Le feu, si on découvrait son Fantôme, brûlerait sa chair sans plus de pitié que lorsqu'il avait brûlé celle de la fillette. Elle était une sorcière, et les sorciers devaient être mis à mort. On avait banni, au nom de la sécurité du peuple de Sigice, toute forme de surnaturel. De la magie jusqu'à la religion. C'était dangereux après tout : pourquoi se laisser dominer par des forces que personne ne comprenait ? Il valait mieux être prudent et jouer la prévention.
La viande, comme pour approuver, était en train de brûler. Dia la retira du feu, espérant qu'elle soit encore assez bonne pour lui éviter les remontrances de Marylène – Théobald se fichait de ce qu'il mangeait tant que son assiette était assez remplie, mais la bourgeoise se montrait tatillonne sur la préparation des repas. Au moins, la servante aurait pour son dîner les morceaux trop cuits qu'elle aurait rejetés.

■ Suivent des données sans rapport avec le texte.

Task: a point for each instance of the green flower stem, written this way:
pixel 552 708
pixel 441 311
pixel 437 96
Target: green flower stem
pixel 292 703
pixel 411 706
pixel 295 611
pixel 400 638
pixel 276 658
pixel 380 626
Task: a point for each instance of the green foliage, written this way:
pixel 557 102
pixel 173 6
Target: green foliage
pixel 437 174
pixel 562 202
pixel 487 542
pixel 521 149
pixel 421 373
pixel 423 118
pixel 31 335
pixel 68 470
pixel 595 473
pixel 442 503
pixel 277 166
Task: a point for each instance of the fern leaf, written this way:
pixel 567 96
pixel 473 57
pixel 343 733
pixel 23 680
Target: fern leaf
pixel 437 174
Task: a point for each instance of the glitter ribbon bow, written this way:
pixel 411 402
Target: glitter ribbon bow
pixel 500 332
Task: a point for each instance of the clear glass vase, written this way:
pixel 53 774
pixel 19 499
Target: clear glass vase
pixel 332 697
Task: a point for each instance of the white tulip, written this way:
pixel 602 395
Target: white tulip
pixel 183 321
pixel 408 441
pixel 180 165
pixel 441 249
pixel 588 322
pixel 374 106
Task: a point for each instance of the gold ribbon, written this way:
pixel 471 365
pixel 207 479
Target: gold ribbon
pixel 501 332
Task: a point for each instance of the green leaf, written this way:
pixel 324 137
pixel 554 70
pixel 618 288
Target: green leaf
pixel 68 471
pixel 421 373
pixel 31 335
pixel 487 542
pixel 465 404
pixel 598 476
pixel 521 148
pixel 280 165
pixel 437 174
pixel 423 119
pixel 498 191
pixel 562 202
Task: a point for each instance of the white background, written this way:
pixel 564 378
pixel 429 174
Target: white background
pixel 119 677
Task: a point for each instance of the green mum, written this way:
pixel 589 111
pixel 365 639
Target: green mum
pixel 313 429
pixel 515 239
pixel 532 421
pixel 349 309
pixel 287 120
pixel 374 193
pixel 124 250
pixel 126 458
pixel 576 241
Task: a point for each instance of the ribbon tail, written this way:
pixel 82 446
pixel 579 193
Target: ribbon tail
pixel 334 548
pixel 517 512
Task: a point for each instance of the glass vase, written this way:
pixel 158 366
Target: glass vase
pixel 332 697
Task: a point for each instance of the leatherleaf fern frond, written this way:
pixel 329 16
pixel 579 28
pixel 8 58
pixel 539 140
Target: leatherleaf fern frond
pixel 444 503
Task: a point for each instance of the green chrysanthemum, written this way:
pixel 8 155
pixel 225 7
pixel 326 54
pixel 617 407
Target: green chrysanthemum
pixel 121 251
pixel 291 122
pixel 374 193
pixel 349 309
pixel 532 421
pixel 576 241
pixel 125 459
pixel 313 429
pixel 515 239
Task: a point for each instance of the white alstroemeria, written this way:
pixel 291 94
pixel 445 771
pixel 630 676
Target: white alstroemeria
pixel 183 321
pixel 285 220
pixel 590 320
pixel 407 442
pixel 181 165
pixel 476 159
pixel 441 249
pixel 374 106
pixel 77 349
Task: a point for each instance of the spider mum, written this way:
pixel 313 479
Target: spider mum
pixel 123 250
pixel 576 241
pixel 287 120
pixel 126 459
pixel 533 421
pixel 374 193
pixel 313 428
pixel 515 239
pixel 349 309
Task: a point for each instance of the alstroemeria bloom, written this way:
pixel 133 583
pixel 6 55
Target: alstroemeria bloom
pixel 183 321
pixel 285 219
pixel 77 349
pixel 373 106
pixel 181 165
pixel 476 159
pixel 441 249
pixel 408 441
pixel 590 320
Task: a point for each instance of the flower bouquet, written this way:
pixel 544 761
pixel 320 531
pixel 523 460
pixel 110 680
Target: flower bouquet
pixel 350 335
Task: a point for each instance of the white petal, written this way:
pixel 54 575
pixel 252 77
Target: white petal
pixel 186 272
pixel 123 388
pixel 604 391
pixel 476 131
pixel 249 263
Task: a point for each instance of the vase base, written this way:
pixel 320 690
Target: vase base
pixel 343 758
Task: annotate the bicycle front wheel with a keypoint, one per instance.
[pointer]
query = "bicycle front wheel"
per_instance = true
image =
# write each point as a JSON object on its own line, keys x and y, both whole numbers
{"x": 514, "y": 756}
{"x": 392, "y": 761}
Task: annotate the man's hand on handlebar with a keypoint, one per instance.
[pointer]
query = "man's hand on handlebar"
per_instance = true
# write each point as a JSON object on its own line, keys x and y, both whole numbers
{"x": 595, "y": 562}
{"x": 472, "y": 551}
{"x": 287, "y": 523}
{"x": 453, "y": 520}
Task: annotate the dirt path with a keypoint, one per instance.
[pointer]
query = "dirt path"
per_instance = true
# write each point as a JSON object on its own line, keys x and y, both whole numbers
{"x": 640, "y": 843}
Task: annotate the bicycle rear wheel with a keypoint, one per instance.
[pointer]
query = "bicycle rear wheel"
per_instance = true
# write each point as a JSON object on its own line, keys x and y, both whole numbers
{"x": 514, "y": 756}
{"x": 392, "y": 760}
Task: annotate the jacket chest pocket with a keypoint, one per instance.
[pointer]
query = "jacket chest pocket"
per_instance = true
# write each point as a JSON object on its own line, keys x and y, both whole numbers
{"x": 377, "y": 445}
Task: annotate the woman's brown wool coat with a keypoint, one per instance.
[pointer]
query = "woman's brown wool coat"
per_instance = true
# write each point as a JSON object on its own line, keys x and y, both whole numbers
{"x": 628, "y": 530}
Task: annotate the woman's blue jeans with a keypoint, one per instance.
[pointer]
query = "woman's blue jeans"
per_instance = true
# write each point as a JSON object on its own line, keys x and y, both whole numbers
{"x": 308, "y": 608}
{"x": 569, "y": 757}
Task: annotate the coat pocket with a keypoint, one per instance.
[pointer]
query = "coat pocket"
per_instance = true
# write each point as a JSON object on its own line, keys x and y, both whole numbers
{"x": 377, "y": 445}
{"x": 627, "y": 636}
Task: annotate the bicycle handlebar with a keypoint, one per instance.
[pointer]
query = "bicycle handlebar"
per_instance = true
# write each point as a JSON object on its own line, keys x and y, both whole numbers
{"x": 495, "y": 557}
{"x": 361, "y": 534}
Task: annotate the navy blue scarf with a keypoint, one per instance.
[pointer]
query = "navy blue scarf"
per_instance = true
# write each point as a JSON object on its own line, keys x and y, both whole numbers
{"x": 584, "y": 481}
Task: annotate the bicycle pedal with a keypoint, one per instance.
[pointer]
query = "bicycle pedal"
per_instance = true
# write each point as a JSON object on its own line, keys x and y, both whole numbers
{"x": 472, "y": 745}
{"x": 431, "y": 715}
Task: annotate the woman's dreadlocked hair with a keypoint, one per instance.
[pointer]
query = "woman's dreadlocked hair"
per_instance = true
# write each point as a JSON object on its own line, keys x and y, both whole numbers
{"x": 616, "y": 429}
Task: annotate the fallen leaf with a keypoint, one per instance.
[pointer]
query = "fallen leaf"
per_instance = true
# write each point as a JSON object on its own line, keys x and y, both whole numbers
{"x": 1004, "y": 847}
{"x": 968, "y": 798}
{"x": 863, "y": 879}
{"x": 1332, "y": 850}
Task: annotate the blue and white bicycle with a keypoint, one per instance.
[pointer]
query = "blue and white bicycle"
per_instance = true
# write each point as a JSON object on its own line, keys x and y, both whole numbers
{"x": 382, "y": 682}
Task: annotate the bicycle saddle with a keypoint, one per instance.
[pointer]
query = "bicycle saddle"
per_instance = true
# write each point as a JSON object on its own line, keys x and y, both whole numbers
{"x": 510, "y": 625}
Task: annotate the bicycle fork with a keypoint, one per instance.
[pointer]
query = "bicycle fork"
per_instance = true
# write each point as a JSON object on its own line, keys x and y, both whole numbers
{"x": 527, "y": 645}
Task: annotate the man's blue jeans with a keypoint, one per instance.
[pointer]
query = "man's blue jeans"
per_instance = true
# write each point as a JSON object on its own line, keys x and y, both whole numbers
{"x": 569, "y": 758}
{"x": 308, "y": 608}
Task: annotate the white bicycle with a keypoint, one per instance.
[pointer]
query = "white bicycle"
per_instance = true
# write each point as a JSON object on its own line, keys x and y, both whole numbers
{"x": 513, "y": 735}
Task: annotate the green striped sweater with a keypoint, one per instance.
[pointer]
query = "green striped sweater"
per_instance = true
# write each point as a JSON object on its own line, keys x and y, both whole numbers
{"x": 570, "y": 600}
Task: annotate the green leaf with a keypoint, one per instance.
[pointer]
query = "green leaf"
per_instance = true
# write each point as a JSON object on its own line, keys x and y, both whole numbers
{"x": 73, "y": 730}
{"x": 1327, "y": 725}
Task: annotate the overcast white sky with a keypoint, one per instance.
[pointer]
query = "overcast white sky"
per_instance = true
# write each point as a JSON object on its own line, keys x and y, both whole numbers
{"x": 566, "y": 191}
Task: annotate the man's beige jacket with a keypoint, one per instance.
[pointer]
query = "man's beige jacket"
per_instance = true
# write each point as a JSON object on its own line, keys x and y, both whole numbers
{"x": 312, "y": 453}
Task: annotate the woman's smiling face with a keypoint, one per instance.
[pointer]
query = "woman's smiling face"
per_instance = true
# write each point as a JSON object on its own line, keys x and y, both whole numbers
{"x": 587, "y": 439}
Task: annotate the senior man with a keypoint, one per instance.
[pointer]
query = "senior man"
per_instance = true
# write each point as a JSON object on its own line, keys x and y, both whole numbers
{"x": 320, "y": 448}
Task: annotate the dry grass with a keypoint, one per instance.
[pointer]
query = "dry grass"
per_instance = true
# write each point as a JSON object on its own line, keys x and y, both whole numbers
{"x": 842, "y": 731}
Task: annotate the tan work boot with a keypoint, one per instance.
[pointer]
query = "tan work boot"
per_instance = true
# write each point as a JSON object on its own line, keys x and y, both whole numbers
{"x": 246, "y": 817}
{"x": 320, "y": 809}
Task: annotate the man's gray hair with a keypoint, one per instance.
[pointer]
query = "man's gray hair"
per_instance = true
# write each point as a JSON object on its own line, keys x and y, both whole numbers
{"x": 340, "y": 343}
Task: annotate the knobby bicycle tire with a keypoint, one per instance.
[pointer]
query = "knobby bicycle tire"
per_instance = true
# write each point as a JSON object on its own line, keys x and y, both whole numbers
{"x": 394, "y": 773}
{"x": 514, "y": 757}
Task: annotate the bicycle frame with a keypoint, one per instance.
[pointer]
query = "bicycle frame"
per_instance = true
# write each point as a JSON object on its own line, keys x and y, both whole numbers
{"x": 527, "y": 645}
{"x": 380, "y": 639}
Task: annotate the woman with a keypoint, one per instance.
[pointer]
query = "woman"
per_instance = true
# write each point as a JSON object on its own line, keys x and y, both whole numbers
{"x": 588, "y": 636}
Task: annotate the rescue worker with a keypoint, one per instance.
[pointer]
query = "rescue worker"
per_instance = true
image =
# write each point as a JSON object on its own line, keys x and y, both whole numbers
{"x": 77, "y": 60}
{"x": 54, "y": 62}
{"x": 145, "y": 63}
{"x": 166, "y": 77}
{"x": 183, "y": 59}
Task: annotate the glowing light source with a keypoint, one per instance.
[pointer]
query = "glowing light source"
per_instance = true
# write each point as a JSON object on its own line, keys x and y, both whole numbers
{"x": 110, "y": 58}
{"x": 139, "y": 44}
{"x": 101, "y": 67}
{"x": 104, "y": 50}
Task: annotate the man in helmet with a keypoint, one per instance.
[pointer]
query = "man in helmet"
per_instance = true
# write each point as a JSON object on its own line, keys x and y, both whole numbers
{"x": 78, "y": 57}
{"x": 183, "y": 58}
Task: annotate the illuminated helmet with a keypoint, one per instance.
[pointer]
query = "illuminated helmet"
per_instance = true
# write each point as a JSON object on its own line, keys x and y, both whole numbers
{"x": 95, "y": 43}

Lorsque Dia alla se coucher le soir, épuisée, maudissant sa condition de domestique, son Fantôme hantait déjà la mansarde. Tout semblait comme d'habitude. Pourtant, elle sentit en lui une hésitation qui la déconcerta. A son interrogation muette, il ne répondit rien, mais il resta longuement auprès d'elle, bien après qu'elle se soit endormie.
L'esprit ne se retira qu'au plus noir de la nuit, silencieuse volute blanche dans l'obscurité de la chambre.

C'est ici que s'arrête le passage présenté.